「歯ぎしり」の原因と予防
食べ物を噛むと、歯に40~60kgもの力がかかります!
皆さんは、普段生活していて「咬む」行為に意識を向けることはありますか?
「咬む」というのは上下の歯がかみ合わさったタイミングを指し、咬むと顎に力がかかります。これを「咬合力」といいます。
咬合力は、食事中や緊張しているときなど、気づかない間にかかっていて、食べ物を噛むときには40~60kg、意図的に思いきり歯を噛み合わせたときは、およそ70kgの力が歯にかかっていると言われています。これほどの力だとは驚きですよね!
咬合力がかかる時というのは、これだけではありません。癖で無意識に上下の歯をかみ合わせたり、かみしめたりした時に、過剰に力がかかってしまっていることが大半です。よくあるのが、寝ている間に強くかみしめてしまう「歯ぎしり」です。
歯ぎしりのセルフチェック
- 朝起きると奥歯が痛い
- 朝起きると顎が痛い、疲れている
- 慢性的な頭痛、肩こりがある
- 歯が欠けたり、割れたりしたことがある
- 頬の内側に、歯で噛んだ跡がある
- 集中しているとき、無意識に歯を食いしばっている
歯ぎしりがどのようなメカニズムで発生するのかは、正確なことは、現在まだわかっていません。しかし、正確ではないものの、考えられる原因はいくつかあります。
歯ぎしりの主な原因
・ストレス
圧倒的大多数が、このタイプです。
・食いしばりの習慣化
特に、スポーツ選手や力仕事をしている方など、瞬間的に力を発揮する職業に就いていると、歯を食いしばる行為が習慣化しやすいです。
・噛み合わせ、骨格
咬み合わせの異常や顎の変位、金属製の詰め物が合っていない場合なども、歯ぎしり、食いしばりが起きやすいです。
歯ぎしりを放置したときの影響
- 歯がすり減る、欠損する
- 歯周病が進行する
- 顎にダメージを与える
- 肩こりや頭痛になる
歯ぎしりをする状態が続くと、歯が削れたり、最悪の場合、歯が折れたりする場合もあるため、要注意です。
睡眠時の歯ぎしりの対策
歯ぎしりや食いしばりは、日中と夜間で性質が変わってきます。
日中に起こるのは、癖によるものが大きいです。したがって、その習癖に気づき、意識して改善しようと試みることが可能です。
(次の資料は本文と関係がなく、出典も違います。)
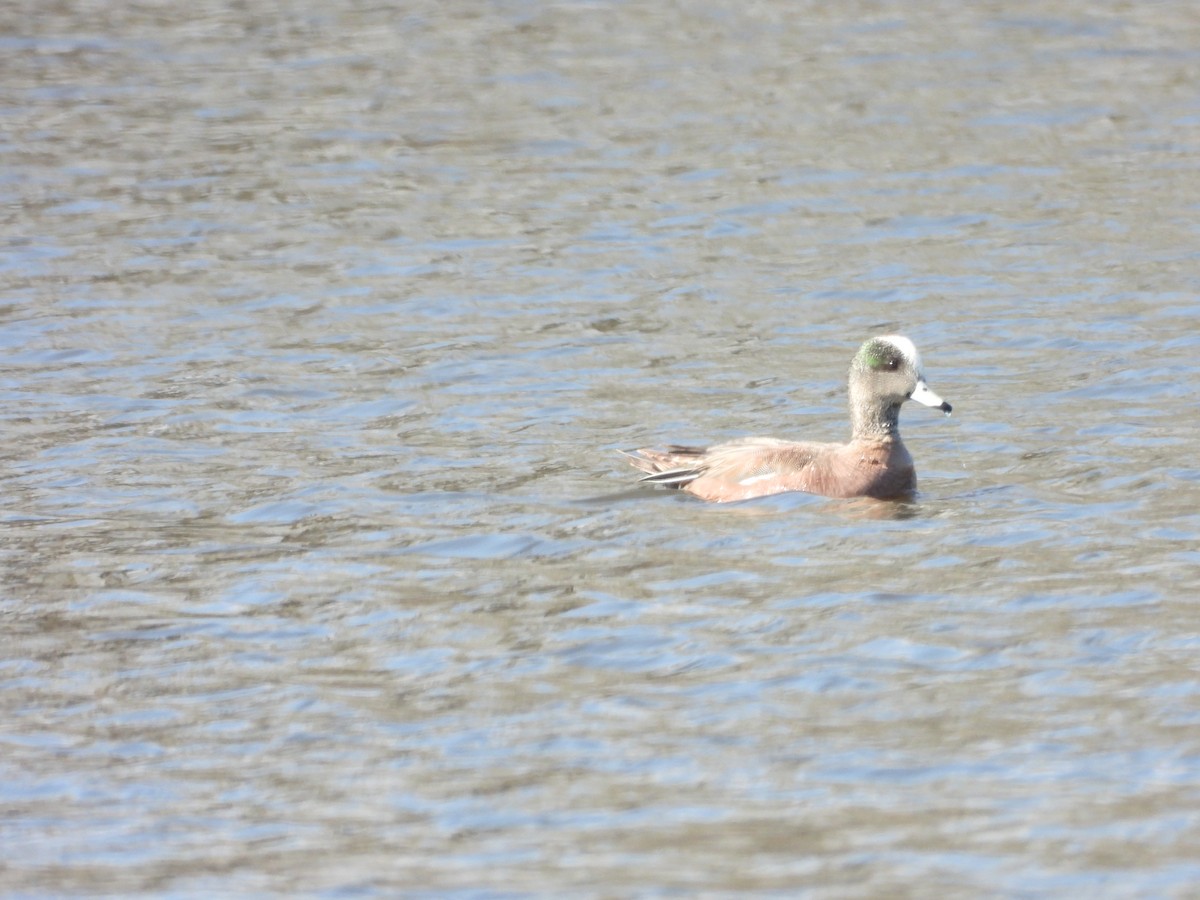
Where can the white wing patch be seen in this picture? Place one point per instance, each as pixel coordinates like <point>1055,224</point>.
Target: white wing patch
<point>753,479</point>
しかしながら、夜間に起こるものは、意識コントロールで止めることが困難です。
通常、歯の組織には咬合力を感知するセンサーが存在し、強い力が加わると反射的に口が開く機能が備わっています。しかし、睡眠中はこの反射が抑制されてしまいます。日中の咬合力は、自身の体重程度と言われていますが、夜間の食いしばり時には、その2~5倍(体重60kgの方であれば、その5倍…なんと300kg! )になると言われています。
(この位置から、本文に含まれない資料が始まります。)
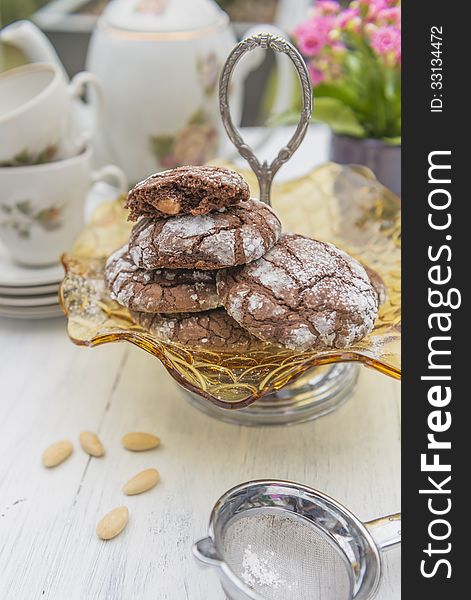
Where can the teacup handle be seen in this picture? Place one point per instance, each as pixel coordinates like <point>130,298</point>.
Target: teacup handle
<point>96,103</point>
<point>113,175</point>
<point>264,171</point>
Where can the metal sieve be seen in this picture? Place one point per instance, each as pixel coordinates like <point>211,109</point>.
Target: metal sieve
<point>276,540</point>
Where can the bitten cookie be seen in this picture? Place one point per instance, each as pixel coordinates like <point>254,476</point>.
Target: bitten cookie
<point>160,290</point>
<point>186,190</point>
<point>303,294</point>
<point>213,329</point>
<point>235,236</point>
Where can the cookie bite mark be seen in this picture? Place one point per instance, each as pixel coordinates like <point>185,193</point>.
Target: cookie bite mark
<point>186,191</point>
<point>235,236</point>
<point>303,295</point>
夜間の歯ぎしりの対策としては、主に次の3つが挙げられます。
- マウスピースをつける
- ストレスを上手に発散する
- 眠りの質を向上させる
最近は、市販のマウスピースなどもありますが、使い続けると顎関節を損傷させてしまう恐れもあるため、歯科医院で、患者様それぞれに合った専用マウスピースを作ることを、おすすめします。